Такая одежда особенно казалась смешна на нем из-за его пенсне.
Пройдя шмон, Нержин был доволен. Еще вчера днем в предвидении скорого этапа, он заготовил себе два листика, густо исписанных карандашом, непонятно для других: то опусканием гласных букв, то с использованием греческих, то перемесью русских, английских, немецких, латинских слов, да еще сокращенных.
Чтобы пронести листки через шмон, Нержин каждый из них надорвал, искомкал, измял, как мнут бумагу для ее непрямого назначения, и положил в карман лагерных брюк. При обыске надзиратель видел листки, но, ложно поняв, оставил. Теперь если в Бутырках не брать их в камеру, а оставить в вещах, они могут уцелеть и дальше.
На этих листках были тезисно изложены кое-какие факты и мысли из сожженных сегодня.
Шмон был закончен, все двадцать зэков загнаны в пустую ожидальню со своими разрешенными к увозу вещами, дверь за ними затворилась и, в ожидании воронка, к двери был приставлен часовой. Еще другой надзиратель был наряжен ходить под окнами, скользя по обледенице, и отгонять провожающих, если они появятся в обеденный перерыв.

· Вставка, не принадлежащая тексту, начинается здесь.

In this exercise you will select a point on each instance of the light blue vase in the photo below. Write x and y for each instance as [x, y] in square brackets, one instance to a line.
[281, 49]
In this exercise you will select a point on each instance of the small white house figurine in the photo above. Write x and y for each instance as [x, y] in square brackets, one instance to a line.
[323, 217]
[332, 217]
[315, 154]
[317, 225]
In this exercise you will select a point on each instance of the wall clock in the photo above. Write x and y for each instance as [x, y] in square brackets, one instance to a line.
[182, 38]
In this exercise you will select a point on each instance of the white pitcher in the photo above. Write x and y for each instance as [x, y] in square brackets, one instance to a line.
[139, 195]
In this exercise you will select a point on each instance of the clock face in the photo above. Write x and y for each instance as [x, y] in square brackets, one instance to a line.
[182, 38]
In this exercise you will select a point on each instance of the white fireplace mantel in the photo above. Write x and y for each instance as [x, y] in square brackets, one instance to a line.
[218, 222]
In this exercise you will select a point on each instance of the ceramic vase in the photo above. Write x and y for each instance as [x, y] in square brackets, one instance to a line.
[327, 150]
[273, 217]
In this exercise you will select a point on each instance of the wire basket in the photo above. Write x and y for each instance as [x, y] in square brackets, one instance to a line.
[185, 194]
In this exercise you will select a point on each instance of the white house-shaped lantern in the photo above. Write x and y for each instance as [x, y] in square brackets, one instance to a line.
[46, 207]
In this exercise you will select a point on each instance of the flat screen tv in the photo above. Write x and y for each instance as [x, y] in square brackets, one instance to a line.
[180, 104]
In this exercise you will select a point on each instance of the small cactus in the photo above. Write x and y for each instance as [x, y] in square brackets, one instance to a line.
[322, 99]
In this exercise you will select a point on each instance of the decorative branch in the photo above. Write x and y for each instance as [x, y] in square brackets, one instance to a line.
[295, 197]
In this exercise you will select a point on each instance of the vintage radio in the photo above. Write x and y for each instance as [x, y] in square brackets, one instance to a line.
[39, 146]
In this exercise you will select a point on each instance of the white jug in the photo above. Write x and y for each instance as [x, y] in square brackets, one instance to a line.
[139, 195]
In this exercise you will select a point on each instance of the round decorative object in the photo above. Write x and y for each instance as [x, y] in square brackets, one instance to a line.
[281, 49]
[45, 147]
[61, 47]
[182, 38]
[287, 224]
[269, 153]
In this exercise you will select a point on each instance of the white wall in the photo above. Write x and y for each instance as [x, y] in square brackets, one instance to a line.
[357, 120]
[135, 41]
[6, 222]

Так все связи двадцати отъезжающих с двумястами шестьюдесятью одним остающимся были разорваны.
Этапируемые еще были здесь, но уже их и не было здесь.
Сперва, заняв как попало места на своих вещах и на скамьях, они все молчали.
Они додумывали каждый о шмоне: что было отнято у них и что удалось пронести.
И о шарашке: что за блага терялись на ней, и какая часть срока была прожита на ней, и какая часть срока осталась.
Заключенные – любители пересчитывать время: уже потерянное и впредь обреченное к утрате.
Еще они думали о родных, с которыми не сразу установится связь. И что опять придется просить у них помощи, ибо ГУЛаг – такая страна, где взрослый мужчина, работая в день по двенадцать часов, неспособен прокормить сам себя.
Думали о промахах или о своих сознательных решениях, приведших к этому этапу.
О том, куда же зашлют? Что ждет на новом месте? И как устраиваться там?
У каждого по-своему текли мысли, но все они были невеселы.
Каждому хотелось утешения и надежды.
Поэтому когда возобновился разговор, что, может быть, их вовсе не в лагерь шлют, а на другую шарашку, – даже те, кто совсем в это не верили – прислушались.
Ибо и Христос в Гефсиманском саду, твердо зная свой горький выбор, все еще молился и надеялся.